Andrei Tschikatilo wurde 1936 in Jablutschne (Rajon Welyka Pyssariwka), einem kleinen Dorf in der Ukrainischen SSR geboren. Drei Jahre zuvor herrschte in der Ukraine eine Hungersnot (Holodomor), die zu Kannibalismus unter der Bevölkerung geführt haben soll. Nach Erzählung seiner Mutter wurde auch sein Bruder entführt und zum Verzehr von hungernden Menschen getötet. Sein Vater war in deutsche Kriegsgefangenschaft geraten und wurde daher nach seiner Rückkehr als Deserteur verurteilt und in ein Arbeitslager geschickt.

Andrei war ein schwächliches Kind mit einer schweren Sehstörung und daraus resultierenden Schulproblemen. Er wurde von den anderen Kindern gehänselt, ohne sich in irgendeiner Form zur Wehr setzen zu können. Bis zu seinem zwölften Lebensjahr war er Bettnässer. Mit zunehmendem Erwachsenwerden stellte er fest, dass er impotent war. Er wusste nicht, dass seine Leiden einen organischen Ursprung hatten. Seine Reiz- und Erregungsschwelle war derart hoch, dass sie, verbunden mit einer chronischen Erektionsschwäche, einen normalen Verkehr beinahe unmöglich machte. Sein Lebensgefühl beschrieb er dann auch als „ohne Genitalien und Augen geboren worden zu sein“.

Um den Verlust des Vaters und dessen schlechte Reputation als Vaterlandsverräter wettzumachen, versuchte er, seinem Heimatland eifrig zu dienen. Er bewarb sich zum Studium der Rechtswissenschaften, wurde jedoch als Sohn eines Deserteurs abgelehnt. Später erhielt er einen Studienplatz in Slawistik und trat der KPdSU bei. Er schrieb patriotische Artikel für Zeitungen und ließ sich als Informant für die Polizei anwerben. Nach seinem Militärdienst von 1957 bis 1960 zog er in das Umland von Rostow, seine Mutter und Schwester kamen wenig später nach.
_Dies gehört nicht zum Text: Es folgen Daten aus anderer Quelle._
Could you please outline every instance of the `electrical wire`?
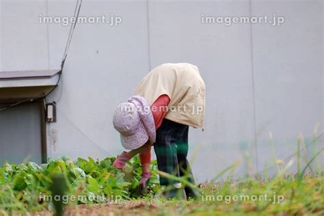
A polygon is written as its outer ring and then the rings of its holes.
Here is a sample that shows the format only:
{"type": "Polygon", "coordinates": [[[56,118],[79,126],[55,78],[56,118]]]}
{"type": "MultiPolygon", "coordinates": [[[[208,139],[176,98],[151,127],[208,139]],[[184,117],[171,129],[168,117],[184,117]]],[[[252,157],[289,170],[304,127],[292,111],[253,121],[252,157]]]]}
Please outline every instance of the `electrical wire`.
{"type": "Polygon", "coordinates": [[[74,14],[73,14],[73,17],[75,18],[75,22],[71,25],[71,27],[70,29],[70,31],[69,31],[68,37],[68,41],[66,42],[64,53],[63,54],[62,60],[62,62],[61,62],[61,70],[58,72],[59,73],[59,79],[57,79],[57,82],[54,85],[54,87],[48,93],[46,93],[46,94],[44,94],[42,96],[38,97],[38,98],[27,98],[27,99],[24,99],[21,101],[19,101],[19,102],[17,102],[17,103],[15,103],[9,105],[1,107],[0,107],[0,111],[3,111],[3,110],[5,110],[5,109],[9,109],[9,108],[12,108],[14,107],[18,106],[18,105],[23,104],[23,103],[37,101],[38,100],[46,100],[46,98],[56,89],[56,87],[59,85],[59,81],[61,80],[61,76],[62,76],[62,73],[63,68],[64,68],[64,63],[65,63],[65,61],[66,61],[66,57],[68,56],[68,49],[70,48],[70,44],[71,43],[72,36],[73,36],[73,33],[75,31],[75,27],[77,26],[77,23],[79,14],[80,13],[80,8],[81,8],[81,4],[82,4],[82,0],[77,0],[77,4],[76,4],[75,8],[75,12],[74,12],[74,14]]]}

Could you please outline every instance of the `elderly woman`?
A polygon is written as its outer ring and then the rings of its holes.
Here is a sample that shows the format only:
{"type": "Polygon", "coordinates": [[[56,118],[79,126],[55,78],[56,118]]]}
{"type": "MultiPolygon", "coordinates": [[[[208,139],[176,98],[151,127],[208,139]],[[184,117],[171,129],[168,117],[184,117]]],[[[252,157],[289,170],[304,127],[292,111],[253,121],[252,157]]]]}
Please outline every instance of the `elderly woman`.
{"type": "MultiPolygon", "coordinates": [[[[197,66],[164,64],[150,72],[127,103],[114,113],[113,125],[120,133],[124,151],[113,165],[124,170],[126,163],[139,154],[142,178],[139,189],[147,190],[150,177],[151,146],[154,146],[159,170],[178,177],[187,176],[195,183],[187,156],[189,126],[202,128],[205,110],[205,84],[197,66]]],[[[160,175],[160,184],[170,186],[167,198],[197,194],[192,188],[160,175]],[[179,191],[180,193],[179,193],[179,191]]]]}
1963 erfolgte die Hochzeit mit seiner Frau Fiana, die er durch seine Schwester Tatjana kennengelernt hatte. 1965 wurde seine Tochter und 1969 sein Sohn geboren. Es wird behauptet, dass die Zeugung seiner beiden Kinder wohl die einzigen sexuellen Handlungen mit seiner Frau während der gesamten Ehe waren. Seine Frau hatte sich wohl damit abgefunden und blieb bei ihm, um dem eigenen Ansehen nicht zu schaden. Auch mit der Erziehung seines Sohnes war Tschikatilo offenbar überfordert.
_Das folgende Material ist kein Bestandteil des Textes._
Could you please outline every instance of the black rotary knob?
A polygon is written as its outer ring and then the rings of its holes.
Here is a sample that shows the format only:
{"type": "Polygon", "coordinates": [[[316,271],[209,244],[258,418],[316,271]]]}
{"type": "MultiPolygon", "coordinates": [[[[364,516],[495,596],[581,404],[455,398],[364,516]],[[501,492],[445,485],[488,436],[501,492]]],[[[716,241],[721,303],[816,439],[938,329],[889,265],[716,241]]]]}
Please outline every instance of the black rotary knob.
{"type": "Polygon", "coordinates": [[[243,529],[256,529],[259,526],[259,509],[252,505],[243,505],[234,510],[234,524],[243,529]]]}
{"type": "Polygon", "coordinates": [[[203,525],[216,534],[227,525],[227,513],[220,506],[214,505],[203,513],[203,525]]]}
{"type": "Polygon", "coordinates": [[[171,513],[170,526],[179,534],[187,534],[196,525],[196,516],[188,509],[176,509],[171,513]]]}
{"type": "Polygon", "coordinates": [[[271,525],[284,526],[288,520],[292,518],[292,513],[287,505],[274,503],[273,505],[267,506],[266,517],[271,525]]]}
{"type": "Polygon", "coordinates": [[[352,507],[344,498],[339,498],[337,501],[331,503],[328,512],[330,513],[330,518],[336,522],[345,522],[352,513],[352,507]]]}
1971, nach Abschluss des Studiums an der Uni Rostow am Don, nahm Tschikatilo eine Lehramtsstelle in Nowoschachtinsk auf – einer Stadt mit damals etwa 200.000 Einwohnern nördlich von Rostow.

Tschikatilo war Russisch- und Sportlehrer. Er mochte den Kontakt zu jungen Leuten, reiste nicht selten mit ihnen zu Wettkämpfen. Es zeigte sich aber schnell, dass er für seine Schüler keine Respektperson war. Er konnte sich nicht richtig durchsetzen und war somit deren Spott ausgesetzt. Dies führte dazu, dass er mehrmals seine Stelle als Lehrer verlor. Er zog schließlich in die Nachbarstadt Schachty. Dort erging es ihm als Lehrer an einer Bergwerksschule nicht besser. Letzten Endes gab er seinen Beruf als Lehrer auf, auch weil immer mehr von seinen sexuellen Übergriffen auf Schüler bekannt wurde. Er fand eine neue Stelle in einer Versorgungsabteilung einer Fabrik in Schachty. Aber auch in diesem neuen Job versagte Tschikatilo, wurde jedoch nicht entlassen.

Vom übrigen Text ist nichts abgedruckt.